2.3 Is this encoding entropy-optimal for the distribution from task 2.2

1. The entropy H of the distribution from 2.2 is -sum_i 1/n * log_2 (1/n) = 1/n * log_2 n * sum_i 1 =  log_2 n
2. The expected code length is (n+1)/2
3. For entropy-optimality, we should have expected code length = entropy + O(1)
4. So the answer is NO.

2.4 Name a prefix-free entropy-optimal encoding for the distribution from task 2.2

1. Just encode each integer with a fixed number of ceil(log_2 n) bits
2. This is prefix-free, because for two different codes of the same length, none can be the prefix of the other
3. Since ceil(log_2 n) <= log_2 + 1, this encoding is entropy-optimal

TASK 3 (Fuzzy search and UTF-8)

3.1 (5 points) ED(x, y), ED(y, x), PED(x, y), PED(y, x) for x = cute and y = computer

ED(cute, computer) = 4 ... insert omp and r
ED(computer, cute) = 4 ... ED is symmetric
PED(cute, computer) = ED(cute, compute) = 3
PED(computer, cute) = ED(computer, cute) = 4

3.2 (5 points) Find x and y with ED(x, y) = 2 and comm($$x$$, $$y$$) = max{|x|, |y|} - 4

1. max{|x|, |y|} - 4 is the lower bound from the lecture for q = 3 and ED(x, y) = 2
2. The lower bound is achieved when destroying the maximal number of q-grams with each edit distance operation, in this case 3
3. For example, x = AXXA, y = BXXB

3.3 (10 points) Function valid_utf8_char8 that checks if a given array of three bytes is valid UTF-8 for a single character

1. def valid_utf8_char(bytes):
       # Check that first byte start with 1110 and the other two with 10
       # 10000000b = 128, 11000000b = 192, 11100000b = 224, 11110000b = 240
3.     if (bytes[0] & 240 != 224 OR bytes[1] & 192 != 128 OR bytes[2] & 192 != 128):
4.         return False 
       # Check that the code point is >= 2048
       # 11100000b = 224, 10100000b = 160 
5.     if (bytes[0] > 224 OR bytes[1] >= 160):
6.         return True
7.     return False

TASK 4 (Naive Bayes)

4.1 (10 points) Function naive_bayes_predict that predicts the class for a given document

1. def naive_bayes_predict(pc, pwc, words):
2.    best_c, bestp = -1, -1
3.    for c in range(0, len(pc)):
4.        p = pc[c]
5.        for w in words:
6.            p *= pwc[w][c]
7.        if p > best_p:
8.            best_p, best_c = p, c
9.    return best_c

4.2 (5 points) Same prediction for d_1 and d_2 = d_1.d_1

1. If p(c | d1) = P_c * p_c, then p(c | d2) = P_c² * p_c.
2. If the p_c are all equal, then p(c1 | d1) < p(c2 | d1) <=> P_c1 < P_c2 <=> P_c1² < P_c2² <=> p(c1 | d2) < p(c1 | d2)

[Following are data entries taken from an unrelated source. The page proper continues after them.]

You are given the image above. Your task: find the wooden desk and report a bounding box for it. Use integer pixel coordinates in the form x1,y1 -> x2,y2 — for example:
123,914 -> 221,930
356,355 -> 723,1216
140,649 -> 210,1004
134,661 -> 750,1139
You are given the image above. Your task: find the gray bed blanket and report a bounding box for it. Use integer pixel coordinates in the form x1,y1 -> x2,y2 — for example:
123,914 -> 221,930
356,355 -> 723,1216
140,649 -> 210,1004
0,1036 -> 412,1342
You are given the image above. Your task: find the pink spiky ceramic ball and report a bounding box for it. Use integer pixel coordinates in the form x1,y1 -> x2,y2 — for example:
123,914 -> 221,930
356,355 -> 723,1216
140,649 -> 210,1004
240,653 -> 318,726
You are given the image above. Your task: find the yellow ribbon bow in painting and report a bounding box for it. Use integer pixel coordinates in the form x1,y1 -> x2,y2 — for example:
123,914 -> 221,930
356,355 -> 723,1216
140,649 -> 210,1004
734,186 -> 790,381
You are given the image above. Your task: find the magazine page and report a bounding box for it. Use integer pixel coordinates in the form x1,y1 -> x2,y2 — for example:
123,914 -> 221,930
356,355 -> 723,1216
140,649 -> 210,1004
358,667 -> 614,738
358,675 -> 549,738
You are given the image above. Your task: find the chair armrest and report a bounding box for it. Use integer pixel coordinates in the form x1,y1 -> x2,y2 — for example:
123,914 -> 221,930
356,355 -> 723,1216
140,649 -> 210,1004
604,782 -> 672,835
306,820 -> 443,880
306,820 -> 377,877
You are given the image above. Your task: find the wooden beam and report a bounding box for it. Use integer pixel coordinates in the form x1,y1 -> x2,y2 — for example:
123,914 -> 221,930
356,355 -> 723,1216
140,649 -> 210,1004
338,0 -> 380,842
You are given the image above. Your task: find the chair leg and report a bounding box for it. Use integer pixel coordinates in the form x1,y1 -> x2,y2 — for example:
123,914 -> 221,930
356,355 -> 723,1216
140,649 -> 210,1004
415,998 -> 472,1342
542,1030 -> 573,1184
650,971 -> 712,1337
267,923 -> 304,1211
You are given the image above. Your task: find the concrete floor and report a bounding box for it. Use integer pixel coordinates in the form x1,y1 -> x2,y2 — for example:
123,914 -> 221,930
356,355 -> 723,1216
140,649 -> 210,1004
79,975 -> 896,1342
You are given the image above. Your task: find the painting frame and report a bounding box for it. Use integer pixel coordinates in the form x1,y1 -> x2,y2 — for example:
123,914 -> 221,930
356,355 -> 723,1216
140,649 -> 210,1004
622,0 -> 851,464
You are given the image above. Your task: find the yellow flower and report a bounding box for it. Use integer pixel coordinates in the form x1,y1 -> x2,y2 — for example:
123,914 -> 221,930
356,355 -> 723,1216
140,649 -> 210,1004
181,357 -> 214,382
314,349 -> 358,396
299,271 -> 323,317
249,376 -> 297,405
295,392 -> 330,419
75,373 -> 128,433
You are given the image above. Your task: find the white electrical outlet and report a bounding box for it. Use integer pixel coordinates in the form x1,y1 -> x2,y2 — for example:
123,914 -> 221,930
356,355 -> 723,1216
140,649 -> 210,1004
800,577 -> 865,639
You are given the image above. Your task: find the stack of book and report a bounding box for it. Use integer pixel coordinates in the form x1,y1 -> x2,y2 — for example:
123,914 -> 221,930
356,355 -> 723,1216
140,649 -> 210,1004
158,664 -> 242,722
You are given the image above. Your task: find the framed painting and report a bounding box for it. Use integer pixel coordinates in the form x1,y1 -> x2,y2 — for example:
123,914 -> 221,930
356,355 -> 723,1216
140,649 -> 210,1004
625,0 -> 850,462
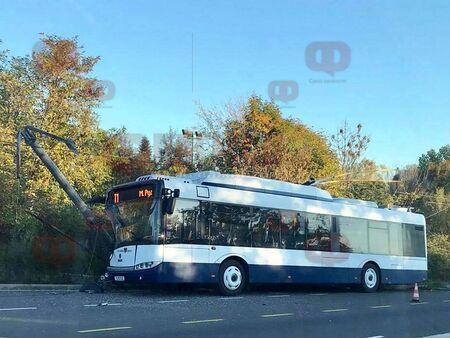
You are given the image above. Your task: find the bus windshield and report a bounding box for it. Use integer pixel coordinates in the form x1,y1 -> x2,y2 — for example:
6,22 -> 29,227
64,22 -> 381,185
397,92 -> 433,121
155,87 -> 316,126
107,185 -> 160,247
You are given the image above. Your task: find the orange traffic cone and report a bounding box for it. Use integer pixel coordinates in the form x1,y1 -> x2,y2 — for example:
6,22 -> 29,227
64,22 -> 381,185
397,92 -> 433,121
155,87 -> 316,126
411,283 -> 420,303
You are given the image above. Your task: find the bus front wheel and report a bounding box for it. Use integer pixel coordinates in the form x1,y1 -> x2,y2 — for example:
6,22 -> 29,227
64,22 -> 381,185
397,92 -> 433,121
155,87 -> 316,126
219,259 -> 247,296
361,263 -> 381,292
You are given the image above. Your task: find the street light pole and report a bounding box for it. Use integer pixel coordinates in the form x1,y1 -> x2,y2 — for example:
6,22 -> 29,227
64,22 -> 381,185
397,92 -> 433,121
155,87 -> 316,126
181,129 -> 203,169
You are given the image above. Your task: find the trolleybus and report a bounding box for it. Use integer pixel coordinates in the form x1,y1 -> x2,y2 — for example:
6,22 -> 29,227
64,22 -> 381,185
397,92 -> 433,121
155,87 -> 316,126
106,172 -> 427,295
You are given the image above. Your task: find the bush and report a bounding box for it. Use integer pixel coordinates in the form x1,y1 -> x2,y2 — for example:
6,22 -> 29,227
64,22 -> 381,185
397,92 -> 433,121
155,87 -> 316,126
427,234 -> 450,282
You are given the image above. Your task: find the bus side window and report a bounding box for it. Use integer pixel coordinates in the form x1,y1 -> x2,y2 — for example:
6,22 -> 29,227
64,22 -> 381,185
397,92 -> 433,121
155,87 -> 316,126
306,214 -> 331,251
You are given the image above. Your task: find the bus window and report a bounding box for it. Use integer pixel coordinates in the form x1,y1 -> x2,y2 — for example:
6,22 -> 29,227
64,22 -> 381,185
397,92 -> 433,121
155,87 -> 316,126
207,203 -> 251,246
251,208 -> 281,248
280,210 -> 305,249
306,214 -> 331,251
402,224 -> 425,257
165,199 -> 201,244
388,223 -> 403,256
336,216 -> 369,253
369,221 -> 389,255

4.3 (5 points) Is the statement from 4.2 also true if the pc are not all equal?

1. Assume two classes c1 and c2 with p(c1) = 1/4 and p(c2) = 3/4
2. Let d1 consist of one word w with p(c1, w) = 2/3 and p(c2, w) = 1/3
3. Then p(c1 | d1) = 2/3 * 1/4 = 1/6 and p(c2 | d1) = 1/3 * 3/4 = 1/4  => class c2 is more likely
4. But p(c1 | d2) = 2/3 * 2/3 * 1/4 = 1/9 and p(c2 | d2) = 1/3 * 1/3 * 3/4 = 1/12  => class c1 is more likely
5. So the statement from 4.2 is not true in general if the pc are not all equal

TASK 5 (Latent Semantic Indexing)

5.1 (10 points) Determine the matrices U and S of the SVD of A

1. The product A * AT is [[15, 9], [9, 15]]
2. One eigenvector is easily seen to be (1, 1) with eigenvalue 9 * 15 = 24
3. The other eigenvector is then (1, -1) with eigenvalue 6
4. The matrix U is hence 1/2 * sqrt(2) * [[1, 1], [1, -1]]
5. The matrix S is diag(sqrt(24), sqrt(6)) = sqtr(6) * diag(2, 1)

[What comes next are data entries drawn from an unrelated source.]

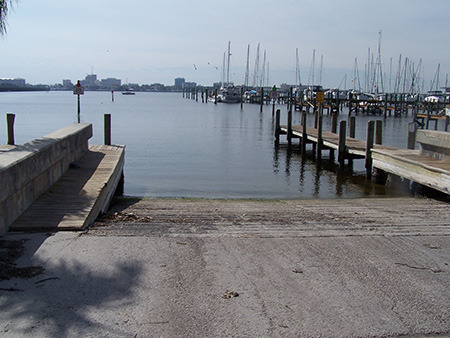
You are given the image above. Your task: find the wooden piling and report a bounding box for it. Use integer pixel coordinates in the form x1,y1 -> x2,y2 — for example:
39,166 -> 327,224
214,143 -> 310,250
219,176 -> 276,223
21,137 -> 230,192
6,113 -> 16,145
366,121 -> 375,178
259,87 -> 264,113
348,116 -> 356,138
406,122 -> 417,149
317,110 -> 323,159
375,120 -> 383,144
104,114 -> 111,146
287,110 -> 292,147
301,112 -> 308,154
338,120 -> 347,168
275,109 -> 280,144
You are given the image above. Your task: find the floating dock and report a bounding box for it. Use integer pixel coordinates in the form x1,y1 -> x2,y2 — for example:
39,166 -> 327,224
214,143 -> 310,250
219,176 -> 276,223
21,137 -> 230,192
275,111 -> 450,194
10,145 -> 125,230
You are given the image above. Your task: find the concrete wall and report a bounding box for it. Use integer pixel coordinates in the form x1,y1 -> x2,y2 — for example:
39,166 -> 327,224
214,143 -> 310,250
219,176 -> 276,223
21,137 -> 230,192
0,124 -> 92,235
416,129 -> 450,160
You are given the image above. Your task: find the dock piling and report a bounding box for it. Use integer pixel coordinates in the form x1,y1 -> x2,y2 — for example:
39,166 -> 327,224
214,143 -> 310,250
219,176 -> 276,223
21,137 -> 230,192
338,120 -> 347,168
275,109 -> 280,144
366,121 -> 375,178
104,114 -> 111,146
287,110 -> 292,147
375,120 -> 383,144
6,113 -> 16,145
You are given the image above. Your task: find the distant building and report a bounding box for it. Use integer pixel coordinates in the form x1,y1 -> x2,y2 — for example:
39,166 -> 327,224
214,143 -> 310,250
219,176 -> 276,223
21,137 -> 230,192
184,82 -> 197,88
175,77 -> 185,88
63,79 -> 73,89
0,77 -> 26,87
100,77 -> 122,88
80,74 -> 98,87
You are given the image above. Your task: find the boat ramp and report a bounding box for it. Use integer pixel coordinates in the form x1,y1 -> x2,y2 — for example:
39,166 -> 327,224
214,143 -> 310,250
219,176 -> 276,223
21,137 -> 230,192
275,110 -> 450,194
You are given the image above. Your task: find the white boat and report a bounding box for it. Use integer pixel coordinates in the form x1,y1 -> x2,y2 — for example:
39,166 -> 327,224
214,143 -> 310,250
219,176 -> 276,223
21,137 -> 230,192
122,88 -> 136,95
217,86 -> 241,103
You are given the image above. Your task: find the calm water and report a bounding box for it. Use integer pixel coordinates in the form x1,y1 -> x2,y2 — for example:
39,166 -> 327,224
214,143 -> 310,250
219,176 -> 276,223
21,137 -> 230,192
0,92 -> 426,198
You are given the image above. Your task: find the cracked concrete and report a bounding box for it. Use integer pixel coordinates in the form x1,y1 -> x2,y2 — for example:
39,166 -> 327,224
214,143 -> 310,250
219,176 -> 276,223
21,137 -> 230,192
0,198 -> 450,337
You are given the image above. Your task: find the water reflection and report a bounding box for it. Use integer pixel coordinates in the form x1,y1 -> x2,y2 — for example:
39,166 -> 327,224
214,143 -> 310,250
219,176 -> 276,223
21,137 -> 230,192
273,144 -> 410,198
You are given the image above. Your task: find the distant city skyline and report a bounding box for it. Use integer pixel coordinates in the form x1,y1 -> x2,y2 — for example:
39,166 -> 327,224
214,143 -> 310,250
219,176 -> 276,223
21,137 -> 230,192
0,0 -> 450,91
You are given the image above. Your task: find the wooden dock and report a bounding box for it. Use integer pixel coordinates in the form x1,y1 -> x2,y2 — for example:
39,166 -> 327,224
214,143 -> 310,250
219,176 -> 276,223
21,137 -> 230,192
275,111 -> 450,194
10,145 -> 125,230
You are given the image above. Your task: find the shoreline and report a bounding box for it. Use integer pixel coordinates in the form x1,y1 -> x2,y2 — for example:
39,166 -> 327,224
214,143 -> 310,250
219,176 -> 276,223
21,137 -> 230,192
0,197 -> 450,338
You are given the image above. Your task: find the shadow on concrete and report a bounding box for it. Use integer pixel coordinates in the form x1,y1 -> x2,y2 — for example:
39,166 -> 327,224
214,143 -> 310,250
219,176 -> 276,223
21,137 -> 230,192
0,234 -> 142,337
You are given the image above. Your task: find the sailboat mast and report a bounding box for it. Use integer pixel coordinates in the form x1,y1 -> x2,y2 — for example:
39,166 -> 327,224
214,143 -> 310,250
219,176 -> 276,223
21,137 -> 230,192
244,44 -> 250,89
227,41 -> 231,84
295,48 -> 302,88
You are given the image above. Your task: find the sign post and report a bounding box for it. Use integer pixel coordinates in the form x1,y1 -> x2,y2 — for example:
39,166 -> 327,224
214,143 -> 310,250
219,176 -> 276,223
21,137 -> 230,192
270,85 -> 278,116
73,81 -> 84,123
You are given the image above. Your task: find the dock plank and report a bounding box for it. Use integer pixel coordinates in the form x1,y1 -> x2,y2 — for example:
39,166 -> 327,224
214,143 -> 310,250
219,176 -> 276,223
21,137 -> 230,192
10,145 -> 125,230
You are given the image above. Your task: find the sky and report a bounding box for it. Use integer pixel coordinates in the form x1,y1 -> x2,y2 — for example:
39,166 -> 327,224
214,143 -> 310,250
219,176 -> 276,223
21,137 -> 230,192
0,0 -> 450,91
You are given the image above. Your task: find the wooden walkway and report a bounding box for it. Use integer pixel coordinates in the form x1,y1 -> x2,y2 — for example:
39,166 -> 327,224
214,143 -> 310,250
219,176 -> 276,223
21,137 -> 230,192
278,119 -> 450,194
10,145 -> 125,230
372,148 -> 450,194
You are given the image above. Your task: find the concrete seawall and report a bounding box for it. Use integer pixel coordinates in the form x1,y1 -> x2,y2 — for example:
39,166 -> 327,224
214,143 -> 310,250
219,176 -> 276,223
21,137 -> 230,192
0,124 -> 92,235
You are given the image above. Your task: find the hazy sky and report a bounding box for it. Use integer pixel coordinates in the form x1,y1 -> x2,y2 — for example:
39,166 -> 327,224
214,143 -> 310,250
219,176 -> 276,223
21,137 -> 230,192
0,0 -> 450,90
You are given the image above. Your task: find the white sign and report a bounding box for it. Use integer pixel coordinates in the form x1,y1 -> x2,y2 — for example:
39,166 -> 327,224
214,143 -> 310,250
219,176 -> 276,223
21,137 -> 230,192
270,90 -> 279,100
73,85 -> 84,95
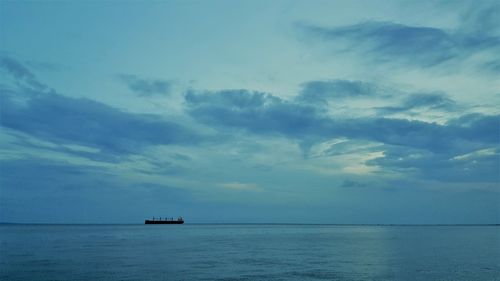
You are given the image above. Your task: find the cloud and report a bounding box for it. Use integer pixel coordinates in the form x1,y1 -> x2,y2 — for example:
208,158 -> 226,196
186,90 -> 500,183
186,90 -> 499,150
367,144 -> 500,183
299,13 -> 500,70
0,57 -> 48,91
219,182 -> 261,191
296,79 -> 390,103
376,92 -> 458,114
0,158 -> 194,223
118,74 -> 172,97
0,89 -> 200,154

5.2 Function compute_V that computes V from A, U, S

1. def compute_V(A, U, S, V, m, n):
2.     r = len(S)
       # A has shape m x n, U has shape m x r, S has r entries 
       # We can assume that V has shape r x n and is filled with zeroes
       # According to ES10, V = S^-1 * UT * A
3.     for i in range(0, r):
4.         for j in range(0, n):
5.             for k in range(0, m):
6.                 V[i, j] += U[k, i] * A[k, j] / S[i]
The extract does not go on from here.